# United States & Canada Vacations Forums > General Discussion >  >  Mardi Gras 2011

## GramChop

Laissez les bon temps rouler, Ya'll!

Click here for 2011 parade schedule 

Don't forget to message me if you're gonna be in town!  We can pass a good time together, Cher!

----------


## JEK

I'm going to be at the real Mardi Gras -- _Carnaval_!

----------


## GramChop

St. Barths?  Rio?  Where did Carnaval originate?

----------


## GramChop

And don't send me to the google!

----------


## MIke R

> St.

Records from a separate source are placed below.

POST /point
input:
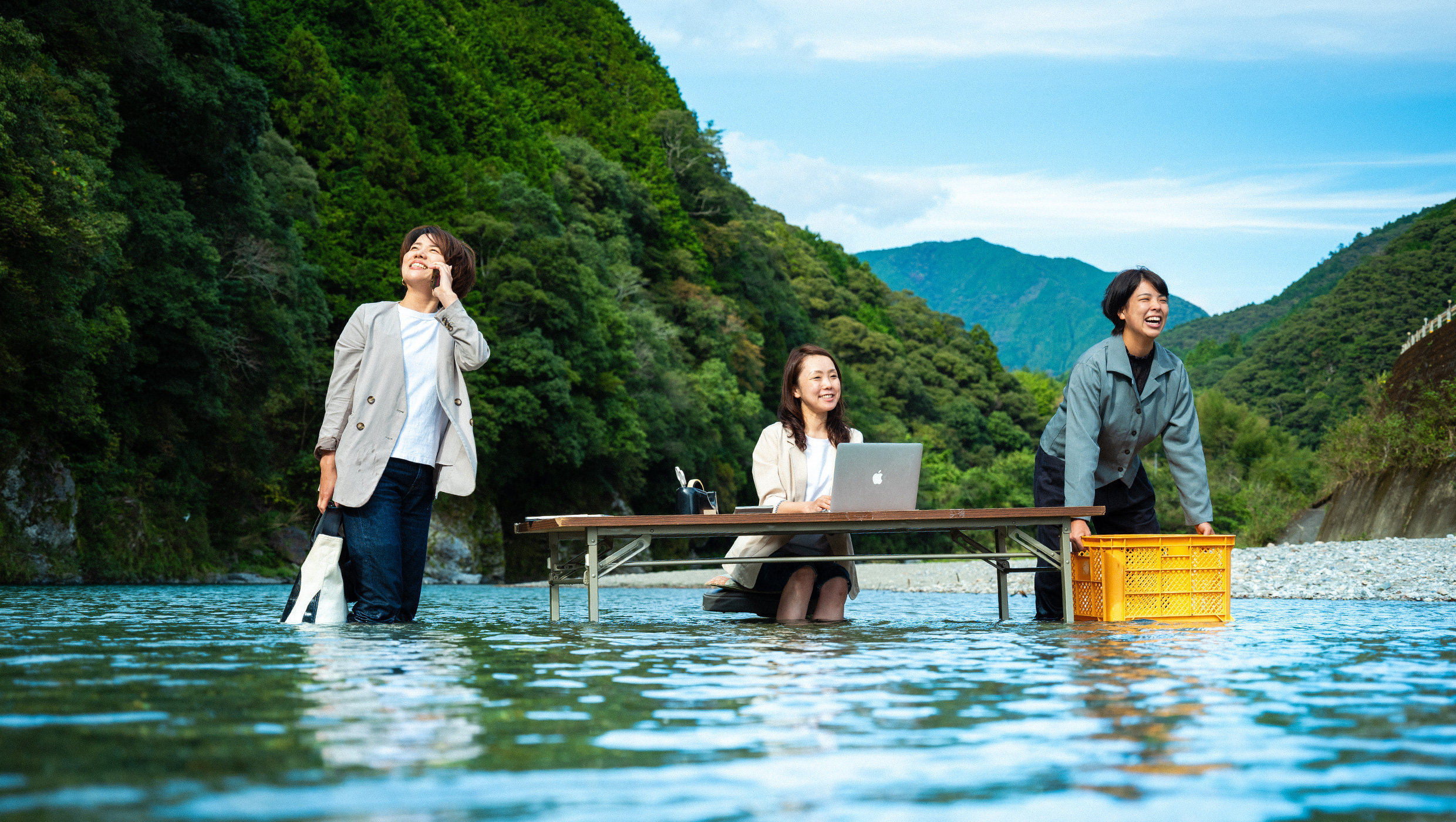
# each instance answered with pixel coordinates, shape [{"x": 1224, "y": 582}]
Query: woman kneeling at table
[{"x": 794, "y": 472}]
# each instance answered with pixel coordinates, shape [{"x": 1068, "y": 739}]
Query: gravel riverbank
[{"x": 1378, "y": 570}]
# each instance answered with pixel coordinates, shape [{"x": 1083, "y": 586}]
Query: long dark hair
[
  {"x": 790, "y": 413},
  {"x": 1121, "y": 290}
]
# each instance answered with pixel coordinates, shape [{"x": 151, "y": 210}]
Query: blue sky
[{"x": 1229, "y": 146}]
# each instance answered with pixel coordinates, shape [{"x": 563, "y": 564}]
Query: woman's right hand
[
  {"x": 1079, "y": 528},
  {"x": 328, "y": 477},
  {"x": 814, "y": 507}
]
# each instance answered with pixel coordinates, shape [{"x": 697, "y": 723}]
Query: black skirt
[{"x": 775, "y": 575}]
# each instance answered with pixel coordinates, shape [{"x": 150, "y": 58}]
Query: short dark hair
[
  {"x": 1121, "y": 290},
  {"x": 459, "y": 255}
]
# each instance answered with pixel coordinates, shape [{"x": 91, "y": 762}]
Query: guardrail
[{"x": 1430, "y": 325}]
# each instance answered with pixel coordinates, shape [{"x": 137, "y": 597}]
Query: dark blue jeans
[{"x": 386, "y": 539}]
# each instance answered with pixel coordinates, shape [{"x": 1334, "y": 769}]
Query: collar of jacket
[{"x": 1118, "y": 363}]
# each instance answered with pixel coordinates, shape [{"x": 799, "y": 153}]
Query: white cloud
[
  {"x": 939, "y": 29},
  {"x": 1205, "y": 229}
]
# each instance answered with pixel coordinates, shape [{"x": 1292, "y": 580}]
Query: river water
[{"x": 193, "y": 703}]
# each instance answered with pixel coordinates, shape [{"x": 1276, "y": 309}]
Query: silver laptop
[{"x": 877, "y": 476}]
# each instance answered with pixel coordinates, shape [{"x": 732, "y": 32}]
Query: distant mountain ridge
[
  {"x": 1256, "y": 318},
  {"x": 1042, "y": 312}
]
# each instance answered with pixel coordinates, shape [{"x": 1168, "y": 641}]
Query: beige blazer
[
  {"x": 365, "y": 409},
  {"x": 783, "y": 475}
]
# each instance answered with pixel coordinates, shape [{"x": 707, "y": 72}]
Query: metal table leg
[
  {"x": 592, "y": 575},
  {"x": 1066, "y": 572},
  {"x": 552, "y": 562},
  {"x": 1002, "y": 591}
]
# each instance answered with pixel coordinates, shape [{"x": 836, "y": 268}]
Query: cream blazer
[
  {"x": 783, "y": 475},
  {"x": 365, "y": 409}
]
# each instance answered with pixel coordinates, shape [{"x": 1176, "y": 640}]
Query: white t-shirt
[
  {"x": 424, "y": 419},
  {"x": 821, "y": 479},
  {"x": 820, "y": 482}
]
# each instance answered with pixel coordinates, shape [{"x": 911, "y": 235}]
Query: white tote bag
[{"x": 318, "y": 594}]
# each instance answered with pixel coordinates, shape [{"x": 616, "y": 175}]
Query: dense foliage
[
  {"x": 197, "y": 194},
  {"x": 1309, "y": 373},
  {"x": 161, "y": 322},
  {"x": 1258, "y": 475},
  {"x": 1042, "y": 312},
  {"x": 1303, "y": 357},
  {"x": 1415, "y": 434}
]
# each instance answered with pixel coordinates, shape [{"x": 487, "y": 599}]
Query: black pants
[
  {"x": 387, "y": 537},
  {"x": 1129, "y": 511}
]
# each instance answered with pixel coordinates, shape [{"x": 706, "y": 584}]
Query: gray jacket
[
  {"x": 366, "y": 406},
  {"x": 1103, "y": 424}
]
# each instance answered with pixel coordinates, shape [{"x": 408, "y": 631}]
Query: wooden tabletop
[{"x": 852, "y": 521}]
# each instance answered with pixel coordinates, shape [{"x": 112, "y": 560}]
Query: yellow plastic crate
[{"x": 1152, "y": 577}]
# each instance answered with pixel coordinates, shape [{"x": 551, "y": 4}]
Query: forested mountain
[
  {"x": 1309, "y": 372},
  {"x": 197, "y": 194},
  {"x": 1042, "y": 312},
  {"x": 1251, "y": 319}
]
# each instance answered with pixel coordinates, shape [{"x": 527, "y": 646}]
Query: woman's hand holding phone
[{"x": 441, "y": 282}]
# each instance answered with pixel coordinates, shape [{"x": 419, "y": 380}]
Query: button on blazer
[{"x": 366, "y": 408}]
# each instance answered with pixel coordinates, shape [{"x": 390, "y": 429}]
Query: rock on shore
[{"x": 1376, "y": 570}]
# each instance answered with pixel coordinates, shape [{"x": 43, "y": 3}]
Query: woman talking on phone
[
  {"x": 396, "y": 422},
  {"x": 1123, "y": 393}
]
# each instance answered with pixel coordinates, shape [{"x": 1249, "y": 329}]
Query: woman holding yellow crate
[{"x": 1123, "y": 393}]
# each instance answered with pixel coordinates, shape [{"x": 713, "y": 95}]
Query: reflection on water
[
  {"x": 191, "y": 703},
  {"x": 382, "y": 703}
]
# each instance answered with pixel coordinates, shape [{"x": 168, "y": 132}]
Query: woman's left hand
[{"x": 443, "y": 290}]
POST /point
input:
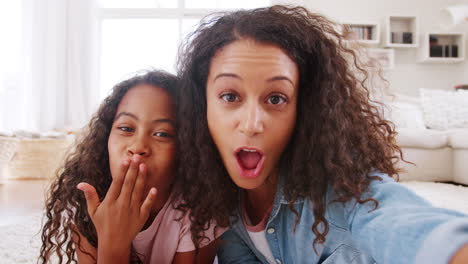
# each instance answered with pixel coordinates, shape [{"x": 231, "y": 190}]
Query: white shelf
[
  {"x": 401, "y": 32},
  {"x": 446, "y": 48},
  {"x": 384, "y": 58},
  {"x": 362, "y": 32}
]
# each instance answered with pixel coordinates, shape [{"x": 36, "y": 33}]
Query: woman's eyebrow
[
  {"x": 164, "y": 120},
  {"x": 227, "y": 75},
  {"x": 280, "y": 78}
]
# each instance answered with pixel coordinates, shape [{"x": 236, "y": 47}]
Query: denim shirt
[{"x": 404, "y": 228}]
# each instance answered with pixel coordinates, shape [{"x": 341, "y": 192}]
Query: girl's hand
[{"x": 122, "y": 213}]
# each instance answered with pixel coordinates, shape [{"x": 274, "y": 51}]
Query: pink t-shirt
[{"x": 166, "y": 236}]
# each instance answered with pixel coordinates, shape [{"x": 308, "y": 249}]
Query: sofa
[{"x": 437, "y": 154}]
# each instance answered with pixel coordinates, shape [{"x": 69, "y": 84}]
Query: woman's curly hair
[
  {"x": 339, "y": 137},
  {"x": 66, "y": 209}
]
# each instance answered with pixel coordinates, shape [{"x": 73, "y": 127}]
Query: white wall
[{"x": 408, "y": 74}]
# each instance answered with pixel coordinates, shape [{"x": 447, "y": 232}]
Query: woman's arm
[
  {"x": 461, "y": 256},
  {"x": 206, "y": 254},
  {"x": 405, "y": 228},
  {"x": 233, "y": 250}
]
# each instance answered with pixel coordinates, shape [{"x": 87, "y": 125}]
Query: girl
[
  {"x": 279, "y": 133},
  {"x": 125, "y": 168}
]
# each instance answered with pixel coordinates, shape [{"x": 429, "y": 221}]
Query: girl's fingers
[
  {"x": 117, "y": 181},
  {"x": 92, "y": 199},
  {"x": 145, "y": 208},
  {"x": 129, "y": 181},
  {"x": 137, "y": 195}
]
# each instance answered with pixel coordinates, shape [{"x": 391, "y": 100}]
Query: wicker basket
[{"x": 37, "y": 158}]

Barths?  Rio?  Where did Carnaval originate?




as far as I know it all started in Italy...and spread from there...

I love ski country carnival..the traditions are universal in every ski resort....party like a rock star....bed somebody new the night of....get possession of and toss  a piece of the girls underwear on the trees from the ski lift the next day....its hysterical....the next day its a virtual underwear fest on the trees as you are going up the chair  to the trails.....

----------


## andynap

Ah yes- the good old days.

----------


## GramChop

That explains the tree of foundation garments going up the lift at Beaver Creek.  I don't remember the lift, specifically, however.  It was from mid-mountain up.

----------


## MIke R

oh yeah, some pieces stay all season long......

and come down in the spring clean up

----------


## JEK

The story:  http://www.eastjeffersonparish.com/c...RY/history.htm

My favorite Carnaval was in Basel, where they celebrate DURING Lent as  nose thumb.

----------


## GramChop

The only Mardi Gras I've ever experienced has been New Orleans.  I gotta get out more!!!

----------